Des chercheurs pointent la vulnérabilité des forêts d’Afrique centrale

Publiée le 21 avril 2021 dans la revue Nature, une étude internationale coordonnée par des chercheurs de l’IRD et du Cirad, identifie pour la première fois les massifs forestiers les plus vulnérables à l’augmentation des pressions climatiques et humaines attendues dans les prochaines décennies.

Cameroun, Gabon, République du Congo, République démocratique du Congo et République centrafricaine. Cinq pays d’Afrique centrale sur lesquels s’étend l’un des plus grands réservoirs de biodiversité, le second massif de forêt tropicale au monde.

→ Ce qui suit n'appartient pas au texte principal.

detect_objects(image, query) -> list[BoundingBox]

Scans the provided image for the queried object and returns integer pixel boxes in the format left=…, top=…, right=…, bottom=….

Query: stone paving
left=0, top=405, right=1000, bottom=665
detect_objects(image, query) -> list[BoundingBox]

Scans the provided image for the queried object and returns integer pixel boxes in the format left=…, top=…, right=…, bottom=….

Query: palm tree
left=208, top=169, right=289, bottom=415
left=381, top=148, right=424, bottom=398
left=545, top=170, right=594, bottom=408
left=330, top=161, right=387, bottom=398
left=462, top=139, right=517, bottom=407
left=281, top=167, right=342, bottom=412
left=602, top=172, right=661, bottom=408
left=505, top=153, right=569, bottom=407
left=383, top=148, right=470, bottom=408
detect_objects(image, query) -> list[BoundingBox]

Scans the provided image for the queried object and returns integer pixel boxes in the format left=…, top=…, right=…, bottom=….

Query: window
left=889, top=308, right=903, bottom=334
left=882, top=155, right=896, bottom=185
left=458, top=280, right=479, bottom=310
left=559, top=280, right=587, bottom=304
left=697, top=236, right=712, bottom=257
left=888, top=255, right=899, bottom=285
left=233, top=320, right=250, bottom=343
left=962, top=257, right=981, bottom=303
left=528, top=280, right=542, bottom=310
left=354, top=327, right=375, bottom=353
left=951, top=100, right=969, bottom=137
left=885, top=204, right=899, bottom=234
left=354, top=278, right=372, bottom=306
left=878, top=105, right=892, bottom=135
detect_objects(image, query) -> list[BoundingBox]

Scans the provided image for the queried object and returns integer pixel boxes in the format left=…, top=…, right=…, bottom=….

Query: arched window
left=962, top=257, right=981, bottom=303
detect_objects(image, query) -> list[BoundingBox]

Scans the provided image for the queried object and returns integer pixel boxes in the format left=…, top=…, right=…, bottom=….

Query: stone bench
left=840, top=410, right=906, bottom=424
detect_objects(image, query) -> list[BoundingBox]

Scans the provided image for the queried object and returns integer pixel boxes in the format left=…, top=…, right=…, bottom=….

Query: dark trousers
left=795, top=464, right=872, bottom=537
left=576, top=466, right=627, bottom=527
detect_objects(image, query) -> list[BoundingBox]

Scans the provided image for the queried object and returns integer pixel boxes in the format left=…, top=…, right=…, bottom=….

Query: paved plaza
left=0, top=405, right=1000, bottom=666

Une région aux multiples forêts distinctes, dont chacune réagit différemment aux pressions climatiques et à celles exercées par l’homme, explique Maxime Réjou-Méchain, écologue à l’Institut de recherche pour le développement (IRD) et premier auteur de l’étude.

Cette étude met à jour la première cartographie transnationale des types forestiers de la région. Un travail quantitatif impressionnant, accessible en ligne sur le site du Centre de coopération internationale en recherche agronomique pour le développement (Cirad). Il s’appuie sur un énorme jeu de données de près de 6 millions d’arbres. Pour se rendre compte de l’ampleur des ressources utilisées, « on estime que si une seule personne devait reproduire ce jeu de données, il lui faudrait 1000 années de travail de terrain », précise Maxime Réjou-Méchain. L’objectif de cette recherche consiste à combiner ces données aux scénarios climatiques et anthropiques futurs afin de comprendre quelles forêts seraient les plus susceptibles d’être affectées.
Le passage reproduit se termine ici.